Day 05 Capstone

Build Your Own Agent Loop

Everything from days 1-4 assembled into a working agentic coder in under 150 lines of Python. Shell tool, search, worktree isolation, four stopping conditions. Run it against any repo and watch it actually work.

~2 hours Capstone Hands-on Claude API key required

Today's Objective

By the end of this lesson you will have a working 150-line Python agent that can be pointed at any git repo, given a natural-language task, and watched as it edits files, runs tests, and stops cleanly. You will own every line. Nothing is hidden.

Everything in this course so far has been primitives. Day 1 gave you the shell tool. Day 2 gave you efficient search. Day 3 gave you parallel execution via git worktrees. Day 4 gave you a loop that stops correctly. Today all four collide into a single Python file that is, functionally, a minimal agentic coder. It will not be as polished as Claude Code, Cursor, or Antigravity — it has no UI, no streaming, no multi-file diff review. But it will have every primitive those polished products are built on, and once you have built one, the polished products stop feeling mysterious.

The target is under 150 lines of Python. The only external dependency is the Anthropic SDK. Everything else is standard library.

01

Prerequisites

Before starting, make sure these are in place.

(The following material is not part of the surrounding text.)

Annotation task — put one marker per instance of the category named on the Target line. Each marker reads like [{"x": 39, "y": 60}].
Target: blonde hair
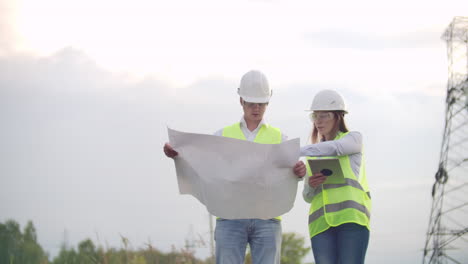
[{"x": 340, "y": 125}]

Use a worktree. Don't run your new agent against a repo you care about. Create a git worktree (Day 3!) and point the agent at that. If the agent misbehaves, the worktree costs nothing to throw away.
02

The Architecture

Five components, stacked in this order:

  1. Tool definitions — JSON schemas telling Claude what it can do: run bash, read file, edit file, search, signal done.
  2. Tool executors — the Python functions that actually do the work when the model emits a tool call.
  3. Agent loop — the for i in range(max_iters) that calls the model, executes tool calls, and checks stopping conditions.
  4. Stop logic — the four stopping conditions from Day 4 in priority order.
  5. Main — CLI entry point that reads the task from argv and runs the loop.
03

The 150-Line Agent

Here is the full file. Create it as agent.py. Every line matters. None are there for decoration.

agent.py
Python
#!/usr/bin/env python3
"""A minimal agentic coder. 150 lines. Under 200 if you're strict."""
import os, sys, subprocess, json
from anthropic import Anthropic

client = Anthropic()
MODEL  = "claude-sonnet-4-6"
ROOT   = os.path.realpath(".")

# ---- Tool definitions ----
TOOLS = [
    {
        "name": "bash",
        "description": "Run a bash command in the project root. Use for tests, git, installs.",
        "input_schema": {
            "type": "object",
            "properties": {"command": {"type": "string"}},
            "required": ["command"],
        },
    },
    {
        "name": "read_file",
        "description": "Read a file. Returns content.",
        "input_schema": {"type": "object", "properties": {"path": {"type": "string"}}, "required": ["path"]},
    },
    {
        "name": "edit_file",
        "description": "Replace old_str with new_str in path. Fails if old_str not unique.",
        "input_schema": {
            "type": "object",
            "properties": {
                "path": {"type": "string"},
                "old_str": {"type": "string"},
                "new_str": {"type": "string"},
            },
            "required": ["path", "old_str", "new_str"],
        },
    },
    {
        "name": "search",
        "description": "Search file contents with ripgrep. Returns matches.",
        "input_schema": {"type": "object", "properties": {"pattern": {"type": "string"}}, "required": ["pattern"]},
    },
    {
        "name": "done",
        "description": "Signal that the task is complete. Include a summary of what was accomplished.",
        "input_schema": {"type": "object", "properties": {"summary": {"type": "string"}}, "required": ["summary"]},
    },
]

# ---- Tool executors ----
DENY = ["rm -rf /", "sudo", "curl | sh"]

def exec_bash(command: str) -> str:
    if any(d in command for d in DENY):
        return f"DENIED: {command}"
    print(f"$ {command}")
    try:
        p = subprocess.run(command, shell=True, cwd=ROOT, capture_output=True, text=True, timeout=120)
        out = (p.stdout + p.stderr)[-20000:]
        return f"exit={p.returncode}\n{out}"
    except subprocess.TimeoutExpired:
        return "TIMEOUT"

def exec_read(path: str) -> str:
    full = os.path.realpath(os.path.join(ROOT, path))
    if not full.startswith(ROOT): return "ERROR: path escape"
    try:
        with open(full) as f: return f.read()[:30000]
    except Exception as e: return f"ERROR: {e}"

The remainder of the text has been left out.